Welcome to the most remote town in the lower 48: Jarbidge, Nevada. (No, not “Jarbridge”, Jarbidge. While we’re at it, it’s not “Ne-vah’-da”, either.)
Situated in the 180-square-mile Jarbidge Wilderness, the namesake town tests the limits of the axiom about the journey being the destination. The “nearest” “major” city is Twin Falls, Idaho, a town of 35,000 people that’s 92 miles away, most of that on quiet county roads and dirt. We traveled from the next closest destination of decent size: Elko, Nevada, home to 17,000 people and 100 miles from Jarbidge.
The trip from Elko takes a couple of hours. The guidebooks state that a car can make the trip, but at times it even felt treacherous in a full-size 4WD SUV. The only vehicles we passed along the dirt portion of the program were other SUVs, passenger trucks, and plenty of ATVs..
Estimates of Jarbidge’s population range from 12 to 20. Why there isn’t an authoritative, exact count of such an easily quantifiable population is unclear. We would have conducted the census ourselves, but the locals don’t take kindly to outsiders pressing them for information.
Case in point, the Sagebrush Rebellion of the mid-1990s. To summarize – a flood washed out a nearby road. Representatives of the U.S. Forest Service decided to close the road, reasoning this would give the local bull trout population a chance to grow. The locals, with the backing of county government officials, decided to open the road themselves. People from all across the West descended upon the town to offer their help in beating back a voracious and nonrepresentative federal government, in the form of manual labor. The “Jarbidge Shovel Brigade” kept the road open and is memorialized by the 28′ high shovel in the picture.
Enter Las Vegas-to-Jarbidge on Google, Bing, Yahoo and Mapquest and you’ll see 4 different routes. Ours involved taking State Route 225 north of Elko, then heading east on County Road 746. From there, signs are as sparse as asphalt.
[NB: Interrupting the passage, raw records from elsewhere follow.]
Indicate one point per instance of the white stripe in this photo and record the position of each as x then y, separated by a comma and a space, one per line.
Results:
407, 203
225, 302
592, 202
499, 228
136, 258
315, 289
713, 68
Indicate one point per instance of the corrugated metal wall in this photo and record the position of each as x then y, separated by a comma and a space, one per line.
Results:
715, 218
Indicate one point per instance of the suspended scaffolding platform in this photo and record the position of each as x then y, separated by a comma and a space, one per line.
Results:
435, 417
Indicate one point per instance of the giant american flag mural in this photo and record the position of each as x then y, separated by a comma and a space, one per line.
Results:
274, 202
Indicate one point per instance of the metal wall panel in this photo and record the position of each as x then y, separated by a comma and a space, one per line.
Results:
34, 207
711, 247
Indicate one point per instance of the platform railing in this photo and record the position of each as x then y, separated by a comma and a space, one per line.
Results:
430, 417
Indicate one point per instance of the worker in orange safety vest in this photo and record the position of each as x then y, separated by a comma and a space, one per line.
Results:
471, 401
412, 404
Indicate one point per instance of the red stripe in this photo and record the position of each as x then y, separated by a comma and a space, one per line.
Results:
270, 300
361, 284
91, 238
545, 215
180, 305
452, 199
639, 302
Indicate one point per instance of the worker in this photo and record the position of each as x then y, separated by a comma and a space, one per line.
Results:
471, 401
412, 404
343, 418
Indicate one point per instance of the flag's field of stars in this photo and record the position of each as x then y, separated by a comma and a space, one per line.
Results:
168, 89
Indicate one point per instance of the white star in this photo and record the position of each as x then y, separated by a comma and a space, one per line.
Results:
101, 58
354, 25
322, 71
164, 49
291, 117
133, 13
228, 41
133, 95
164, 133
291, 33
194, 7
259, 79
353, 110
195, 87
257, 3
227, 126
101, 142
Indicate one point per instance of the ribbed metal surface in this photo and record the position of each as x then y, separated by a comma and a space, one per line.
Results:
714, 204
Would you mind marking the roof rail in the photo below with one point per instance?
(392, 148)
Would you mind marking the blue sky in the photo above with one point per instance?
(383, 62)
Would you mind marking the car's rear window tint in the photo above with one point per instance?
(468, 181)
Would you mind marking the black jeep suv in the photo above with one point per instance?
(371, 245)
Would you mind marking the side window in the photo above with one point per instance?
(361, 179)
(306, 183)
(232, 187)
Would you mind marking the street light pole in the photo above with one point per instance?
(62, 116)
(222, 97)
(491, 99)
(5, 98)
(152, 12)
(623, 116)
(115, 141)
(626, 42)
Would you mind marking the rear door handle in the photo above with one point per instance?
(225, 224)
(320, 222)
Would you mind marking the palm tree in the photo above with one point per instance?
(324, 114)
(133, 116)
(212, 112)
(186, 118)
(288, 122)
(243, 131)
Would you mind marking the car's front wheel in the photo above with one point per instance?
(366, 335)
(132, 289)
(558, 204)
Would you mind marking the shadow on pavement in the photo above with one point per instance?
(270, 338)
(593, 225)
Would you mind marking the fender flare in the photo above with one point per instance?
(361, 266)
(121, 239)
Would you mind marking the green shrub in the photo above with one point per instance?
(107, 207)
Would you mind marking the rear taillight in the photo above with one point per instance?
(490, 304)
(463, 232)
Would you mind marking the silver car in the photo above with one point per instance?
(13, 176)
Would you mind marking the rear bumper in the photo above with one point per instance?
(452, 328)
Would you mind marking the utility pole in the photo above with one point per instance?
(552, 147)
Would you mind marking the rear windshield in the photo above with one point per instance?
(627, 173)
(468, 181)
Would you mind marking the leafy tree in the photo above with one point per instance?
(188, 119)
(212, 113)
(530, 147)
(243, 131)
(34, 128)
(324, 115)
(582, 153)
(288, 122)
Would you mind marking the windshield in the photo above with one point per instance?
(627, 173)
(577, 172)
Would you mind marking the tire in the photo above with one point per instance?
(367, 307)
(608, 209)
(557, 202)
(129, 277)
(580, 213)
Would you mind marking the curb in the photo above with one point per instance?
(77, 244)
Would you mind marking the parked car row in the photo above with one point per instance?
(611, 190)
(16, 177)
The wildlife is not shy, with plenty of mule deer and even the occasional pronghorn. But the most exotic wildlife we encountered – if by exotic you mean alien and curious – were the untold numbers of Mormon crickets swarming the dirt road at various points. These infernal katydids, many of them the size of a chihuahua puppy, are the bane of Elko county. They can travel in packs up to a mile long and a mile wide, the ones in front motivated to cover ground by having their cannibalistic brethren marching behind. No one wants to get a flat tire on an off-road adventure, but especially not where there’s a danger of sharing the ground with a few myriad giant insects. Fortunately, they can’t fly.
Jarbidge itself sits over 6000′ above sea level, but still 2000′ below the surrounding mountains, which presumably makes traveling here in the winter a challenge. In the summer, however, the place is gorgeous and thoroughly modern – the food is plentiful, the credit cards are honored, and even the telephones work (land lines were installed in 1984. Cell phones, any decade now.)
To return, we continued north out of town, on an additional 17 miles of dirt before crossing into Idaho and driving another 45 miles east to the town of Rogerson, complete with gas pumps. Rogerson sits on U.S. Highway 93. Take it south to Jackpot, Nevada, a border town where Twin Fallsians go to gamble.